A trendy new kid has arrived on Toronto’s home furnishing block.
British furniture brand Timothy Oulton recently launched its first three Canadian locations, including one in Toronto’s King Street East Design District. The other galleries are located in Victoria and Montreal.
The brand specializes in vintage-style handcrafted furniture with distinct British flare, such as curtains and cushions adorned with the Union Jack, historical-looking trunks, and classic chesterfields constructed with gently distressed leathers.
Every item the company sells is handmade, and many incorporate old, repurposed materials. “Pieces are designed to celebrate the history of the materials,” the company explains, “and to give them a second life.”
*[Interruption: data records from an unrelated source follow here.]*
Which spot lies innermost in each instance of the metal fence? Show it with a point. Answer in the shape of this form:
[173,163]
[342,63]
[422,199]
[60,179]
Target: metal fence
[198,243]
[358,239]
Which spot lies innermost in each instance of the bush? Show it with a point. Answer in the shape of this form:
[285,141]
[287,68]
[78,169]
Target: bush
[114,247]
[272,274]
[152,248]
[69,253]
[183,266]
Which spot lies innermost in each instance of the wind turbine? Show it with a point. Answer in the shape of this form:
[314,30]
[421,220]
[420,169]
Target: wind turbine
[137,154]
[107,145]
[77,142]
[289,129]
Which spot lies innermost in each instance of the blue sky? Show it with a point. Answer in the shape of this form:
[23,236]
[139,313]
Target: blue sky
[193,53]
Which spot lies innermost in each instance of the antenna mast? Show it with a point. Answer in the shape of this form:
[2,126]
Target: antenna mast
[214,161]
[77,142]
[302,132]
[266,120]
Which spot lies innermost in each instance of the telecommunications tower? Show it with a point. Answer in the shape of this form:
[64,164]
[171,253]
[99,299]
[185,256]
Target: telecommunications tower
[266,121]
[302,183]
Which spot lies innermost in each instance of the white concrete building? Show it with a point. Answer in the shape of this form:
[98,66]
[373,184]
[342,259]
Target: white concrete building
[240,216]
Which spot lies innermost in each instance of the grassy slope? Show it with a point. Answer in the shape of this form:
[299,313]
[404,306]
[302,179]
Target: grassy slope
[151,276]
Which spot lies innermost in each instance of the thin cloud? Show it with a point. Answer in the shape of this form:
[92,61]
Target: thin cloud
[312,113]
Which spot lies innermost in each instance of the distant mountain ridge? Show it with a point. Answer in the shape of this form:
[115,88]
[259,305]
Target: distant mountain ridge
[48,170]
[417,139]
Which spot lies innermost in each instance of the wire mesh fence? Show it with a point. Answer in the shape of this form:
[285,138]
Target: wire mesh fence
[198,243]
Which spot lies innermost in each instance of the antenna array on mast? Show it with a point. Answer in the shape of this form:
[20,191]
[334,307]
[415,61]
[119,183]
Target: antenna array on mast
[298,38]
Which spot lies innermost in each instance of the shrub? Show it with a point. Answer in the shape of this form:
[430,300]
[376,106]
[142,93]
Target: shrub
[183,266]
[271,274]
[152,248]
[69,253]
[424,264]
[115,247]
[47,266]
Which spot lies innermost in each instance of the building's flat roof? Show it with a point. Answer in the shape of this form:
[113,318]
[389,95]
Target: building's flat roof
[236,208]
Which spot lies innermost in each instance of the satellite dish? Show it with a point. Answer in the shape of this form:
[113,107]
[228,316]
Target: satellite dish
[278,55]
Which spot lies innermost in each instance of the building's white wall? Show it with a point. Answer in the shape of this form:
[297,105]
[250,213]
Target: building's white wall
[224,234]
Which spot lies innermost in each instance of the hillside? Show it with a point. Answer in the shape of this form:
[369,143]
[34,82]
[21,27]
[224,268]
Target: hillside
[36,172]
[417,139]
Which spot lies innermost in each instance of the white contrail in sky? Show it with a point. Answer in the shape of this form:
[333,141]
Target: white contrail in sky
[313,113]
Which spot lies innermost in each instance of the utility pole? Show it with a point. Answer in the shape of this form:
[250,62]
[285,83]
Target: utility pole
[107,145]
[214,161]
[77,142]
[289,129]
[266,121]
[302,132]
This philosophy is certainly reflected in many of the items in Timothy Oulton’s collections. Encompassing rich colours and whimsical details, the furnishings are visually striking and full of character, but also practical.
The brand is named after its founder and creative director, who also runs the furniture company that owns the brand, Halo Group, alongside his brother Charlie. The pair learned about the furniture business from their father, Major Philip Oulton, who founded the company in 1976, when it was known as Halo Antiques.
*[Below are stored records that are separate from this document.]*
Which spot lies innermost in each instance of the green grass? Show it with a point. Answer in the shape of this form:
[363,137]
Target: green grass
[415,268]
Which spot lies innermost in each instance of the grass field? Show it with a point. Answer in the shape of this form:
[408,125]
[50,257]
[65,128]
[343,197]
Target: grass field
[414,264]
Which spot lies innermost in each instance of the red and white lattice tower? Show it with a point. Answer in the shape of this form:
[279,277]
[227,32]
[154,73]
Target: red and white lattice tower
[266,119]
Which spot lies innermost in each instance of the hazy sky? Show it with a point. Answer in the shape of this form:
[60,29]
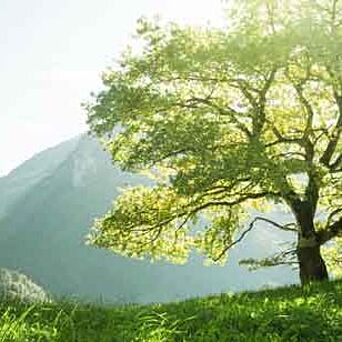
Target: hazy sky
[52,53]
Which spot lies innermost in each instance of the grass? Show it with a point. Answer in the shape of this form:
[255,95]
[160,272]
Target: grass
[313,313]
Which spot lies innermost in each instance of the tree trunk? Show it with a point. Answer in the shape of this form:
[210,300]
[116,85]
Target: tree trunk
[311,264]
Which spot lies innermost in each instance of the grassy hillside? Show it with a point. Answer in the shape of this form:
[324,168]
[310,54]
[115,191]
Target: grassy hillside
[286,314]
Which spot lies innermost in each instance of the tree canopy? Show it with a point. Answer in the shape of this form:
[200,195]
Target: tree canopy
[227,119]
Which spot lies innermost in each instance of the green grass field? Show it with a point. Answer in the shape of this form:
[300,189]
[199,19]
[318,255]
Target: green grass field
[313,313]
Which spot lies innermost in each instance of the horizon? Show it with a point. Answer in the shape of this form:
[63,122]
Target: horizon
[54,59]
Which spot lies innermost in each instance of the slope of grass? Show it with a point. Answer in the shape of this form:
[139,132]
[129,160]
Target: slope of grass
[313,313]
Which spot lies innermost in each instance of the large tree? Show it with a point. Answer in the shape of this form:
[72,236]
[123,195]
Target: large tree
[247,116]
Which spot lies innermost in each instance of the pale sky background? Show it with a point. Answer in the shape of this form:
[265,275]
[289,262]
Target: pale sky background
[52,53]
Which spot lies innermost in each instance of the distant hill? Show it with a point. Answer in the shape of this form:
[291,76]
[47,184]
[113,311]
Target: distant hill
[47,206]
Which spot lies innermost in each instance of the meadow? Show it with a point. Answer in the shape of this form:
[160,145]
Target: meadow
[310,313]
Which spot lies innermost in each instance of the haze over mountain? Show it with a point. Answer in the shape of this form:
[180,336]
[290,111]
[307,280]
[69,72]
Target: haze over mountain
[47,206]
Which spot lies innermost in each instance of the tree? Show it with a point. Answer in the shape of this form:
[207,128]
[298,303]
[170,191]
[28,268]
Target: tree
[249,116]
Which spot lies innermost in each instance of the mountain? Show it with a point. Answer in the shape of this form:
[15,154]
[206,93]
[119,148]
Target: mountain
[47,206]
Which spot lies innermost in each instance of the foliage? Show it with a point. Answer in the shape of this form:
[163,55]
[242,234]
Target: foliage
[15,285]
[311,313]
[226,120]
[333,255]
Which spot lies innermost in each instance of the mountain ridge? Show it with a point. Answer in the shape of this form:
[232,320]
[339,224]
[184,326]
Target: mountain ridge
[44,232]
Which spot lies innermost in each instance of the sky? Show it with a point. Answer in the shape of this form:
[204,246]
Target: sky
[52,54]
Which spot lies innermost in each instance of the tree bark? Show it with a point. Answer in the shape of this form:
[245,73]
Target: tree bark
[311,264]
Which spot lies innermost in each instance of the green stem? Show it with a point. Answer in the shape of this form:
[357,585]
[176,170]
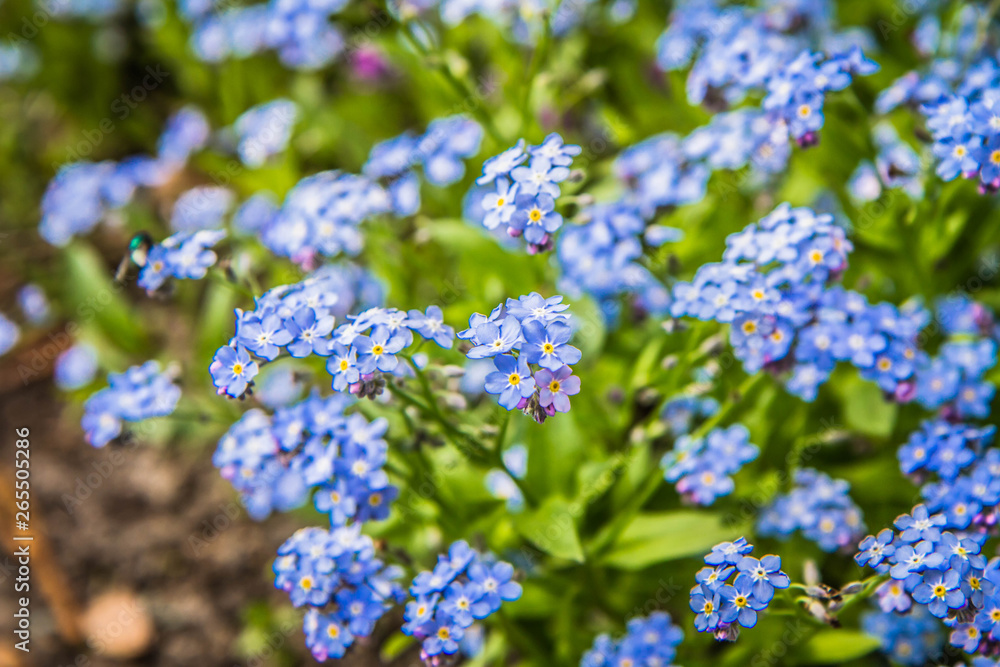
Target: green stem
[464,90]
[608,536]
[538,56]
Timothy Oulton’s expansion into Canada comes as the brand has expanded aggressively into international markets in recent years. In the past year, it has opened galleries in Sydney, Tokyo, Hong Kong and Singapore, among other global cities.
The brand now has 35 locations around the world.
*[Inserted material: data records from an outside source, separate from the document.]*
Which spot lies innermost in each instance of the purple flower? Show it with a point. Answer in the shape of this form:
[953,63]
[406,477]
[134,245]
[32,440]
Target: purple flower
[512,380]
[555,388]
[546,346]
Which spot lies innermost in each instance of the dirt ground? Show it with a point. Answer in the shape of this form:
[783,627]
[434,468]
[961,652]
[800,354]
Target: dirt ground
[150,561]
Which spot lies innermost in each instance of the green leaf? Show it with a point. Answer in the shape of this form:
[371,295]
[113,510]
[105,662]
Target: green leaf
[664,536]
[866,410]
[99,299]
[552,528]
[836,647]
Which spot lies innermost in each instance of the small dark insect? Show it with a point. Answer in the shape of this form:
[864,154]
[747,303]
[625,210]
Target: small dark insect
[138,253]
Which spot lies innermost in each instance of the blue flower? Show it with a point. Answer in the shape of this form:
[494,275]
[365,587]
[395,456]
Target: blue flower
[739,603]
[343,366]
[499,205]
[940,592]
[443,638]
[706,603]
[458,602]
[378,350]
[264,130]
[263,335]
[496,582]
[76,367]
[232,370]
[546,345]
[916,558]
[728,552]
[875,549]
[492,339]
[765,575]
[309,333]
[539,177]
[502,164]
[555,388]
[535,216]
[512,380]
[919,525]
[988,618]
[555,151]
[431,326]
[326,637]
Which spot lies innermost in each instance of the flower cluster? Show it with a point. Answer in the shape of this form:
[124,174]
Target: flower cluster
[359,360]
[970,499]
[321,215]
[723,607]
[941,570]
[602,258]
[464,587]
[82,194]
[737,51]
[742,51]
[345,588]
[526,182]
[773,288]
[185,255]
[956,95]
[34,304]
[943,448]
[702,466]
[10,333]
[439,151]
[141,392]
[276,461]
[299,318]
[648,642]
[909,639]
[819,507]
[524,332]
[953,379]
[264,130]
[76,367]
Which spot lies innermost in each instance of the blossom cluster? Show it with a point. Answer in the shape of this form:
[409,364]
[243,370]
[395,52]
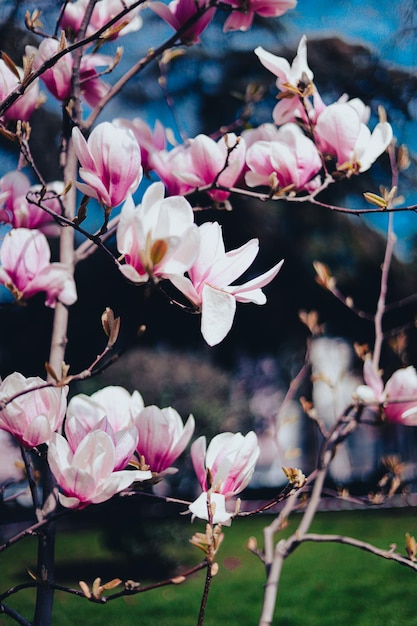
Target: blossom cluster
[112,429]
[158,239]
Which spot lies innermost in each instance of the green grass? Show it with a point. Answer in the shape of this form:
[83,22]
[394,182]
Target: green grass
[322,584]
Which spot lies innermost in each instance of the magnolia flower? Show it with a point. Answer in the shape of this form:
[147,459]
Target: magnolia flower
[162,437]
[86,475]
[295,77]
[223,470]
[110,163]
[292,160]
[15,209]
[169,165]
[210,287]
[402,386]
[398,397]
[158,237]
[242,17]
[26,270]
[263,132]
[58,77]
[103,12]
[111,410]
[217,503]
[231,460]
[211,161]
[340,133]
[178,12]
[24,106]
[33,416]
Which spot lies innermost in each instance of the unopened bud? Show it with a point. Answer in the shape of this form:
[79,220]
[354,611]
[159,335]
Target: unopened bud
[376,200]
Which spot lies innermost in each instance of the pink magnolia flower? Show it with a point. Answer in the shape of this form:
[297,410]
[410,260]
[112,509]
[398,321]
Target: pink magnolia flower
[158,237]
[24,106]
[33,416]
[26,270]
[228,463]
[217,503]
[103,12]
[211,161]
[178,12]
[291,109]
[242,17]
[264,132]
[58,78]
[87,475]
[210,287]
[340,133]
[15,209]
[111,410]
[162,437]
[402,386]
[169,165]
[294,77]
[292,160]
[398,397]
[110,163]
[231,460]
[150,142]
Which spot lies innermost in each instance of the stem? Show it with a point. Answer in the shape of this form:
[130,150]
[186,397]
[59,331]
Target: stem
[32,482]
[209,578]
[362,545]
[380,310]
[46,560]
[344,426]
[7,610]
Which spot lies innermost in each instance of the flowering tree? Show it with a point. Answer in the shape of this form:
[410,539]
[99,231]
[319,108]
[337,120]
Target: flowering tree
[91,448]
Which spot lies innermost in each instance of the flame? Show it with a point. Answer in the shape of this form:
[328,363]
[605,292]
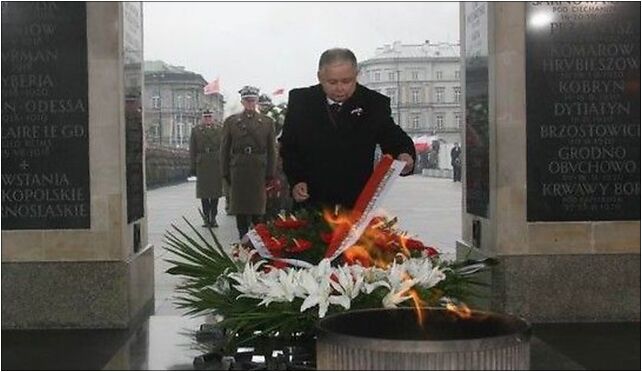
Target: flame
[369,253]
[334,218]
[460,310]
[418,304]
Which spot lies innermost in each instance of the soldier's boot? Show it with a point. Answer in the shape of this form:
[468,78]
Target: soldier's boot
[213,222]
[206,218]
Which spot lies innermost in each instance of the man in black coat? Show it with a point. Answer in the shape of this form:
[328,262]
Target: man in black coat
[331,131]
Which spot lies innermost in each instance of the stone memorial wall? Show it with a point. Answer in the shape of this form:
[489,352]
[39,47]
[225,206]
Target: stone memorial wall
[477,125]
[45,139]
[583,111]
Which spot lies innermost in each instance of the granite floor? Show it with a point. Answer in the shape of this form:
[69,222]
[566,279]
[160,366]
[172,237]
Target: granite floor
[428,207]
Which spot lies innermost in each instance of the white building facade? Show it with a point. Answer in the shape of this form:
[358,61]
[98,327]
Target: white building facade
[423,83]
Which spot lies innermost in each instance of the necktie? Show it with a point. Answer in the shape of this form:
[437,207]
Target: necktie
[335,108]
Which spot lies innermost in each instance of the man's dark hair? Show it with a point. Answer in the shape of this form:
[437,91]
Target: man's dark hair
[335,55]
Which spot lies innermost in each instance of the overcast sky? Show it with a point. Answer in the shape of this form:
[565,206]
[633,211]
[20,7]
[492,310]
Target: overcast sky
[277,45]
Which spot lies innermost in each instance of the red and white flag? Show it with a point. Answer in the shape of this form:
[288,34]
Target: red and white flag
[212,87]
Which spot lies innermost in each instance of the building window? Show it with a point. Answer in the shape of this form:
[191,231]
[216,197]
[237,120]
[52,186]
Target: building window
[392,93]
[415,95]
[181,131]
[457,94]
[415,121]
[439,94]
[391,76]
[439,121]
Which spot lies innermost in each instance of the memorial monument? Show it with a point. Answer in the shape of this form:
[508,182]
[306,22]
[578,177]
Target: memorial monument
[74,230]
[552,156]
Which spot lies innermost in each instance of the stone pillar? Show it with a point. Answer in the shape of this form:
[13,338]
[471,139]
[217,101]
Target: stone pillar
[74,232]
[552,157]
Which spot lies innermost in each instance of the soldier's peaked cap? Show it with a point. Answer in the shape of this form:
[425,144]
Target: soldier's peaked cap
[249,91]
[264,99]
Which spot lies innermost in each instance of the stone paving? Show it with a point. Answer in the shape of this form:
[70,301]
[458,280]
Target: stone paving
[429,208]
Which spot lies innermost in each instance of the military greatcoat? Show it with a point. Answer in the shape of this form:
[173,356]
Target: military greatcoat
[205,154]
[248,159]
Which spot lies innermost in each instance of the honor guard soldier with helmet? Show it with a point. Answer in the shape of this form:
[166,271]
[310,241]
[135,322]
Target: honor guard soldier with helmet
[265,104]
[205,150]
[248,158]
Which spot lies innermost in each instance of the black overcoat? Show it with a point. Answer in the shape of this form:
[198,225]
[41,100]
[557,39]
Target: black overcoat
[335,156]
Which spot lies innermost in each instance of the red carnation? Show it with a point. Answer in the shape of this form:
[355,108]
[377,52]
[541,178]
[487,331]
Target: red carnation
[414,245]
[430,251]
[326,237]
[300,245]
[274,264]
[275,246]
[263,232]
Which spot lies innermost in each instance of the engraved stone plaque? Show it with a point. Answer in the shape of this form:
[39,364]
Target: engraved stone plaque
[583,111]
[45,139]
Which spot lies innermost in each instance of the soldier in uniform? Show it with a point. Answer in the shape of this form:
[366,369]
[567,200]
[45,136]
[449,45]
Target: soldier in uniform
[205,149]
[248,158]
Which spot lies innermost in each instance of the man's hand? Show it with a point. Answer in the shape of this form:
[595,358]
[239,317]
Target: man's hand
[300,192]
[410,164]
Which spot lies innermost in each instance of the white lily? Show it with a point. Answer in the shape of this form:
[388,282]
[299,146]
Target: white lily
[248,281]
[347,285]
[317,291]
[424,273]
[400,283]
[374,278]
[280,287]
The Toronto gallery is located at UpCountry – a large showroom that carries the collections from various designers, at 310 King Street East, near Parliament. The new Timothy Oulton space features various furniture collections spanning 2,700 square feet of space.
Even if you’re not in the market for a new table or ottoman, Timothy Oulton – and, for that matter, many stores in Toronto’s Design District – are worth visiting for simply a glimpse of the artistic creations and comprehensive decorative displays that are showcased within.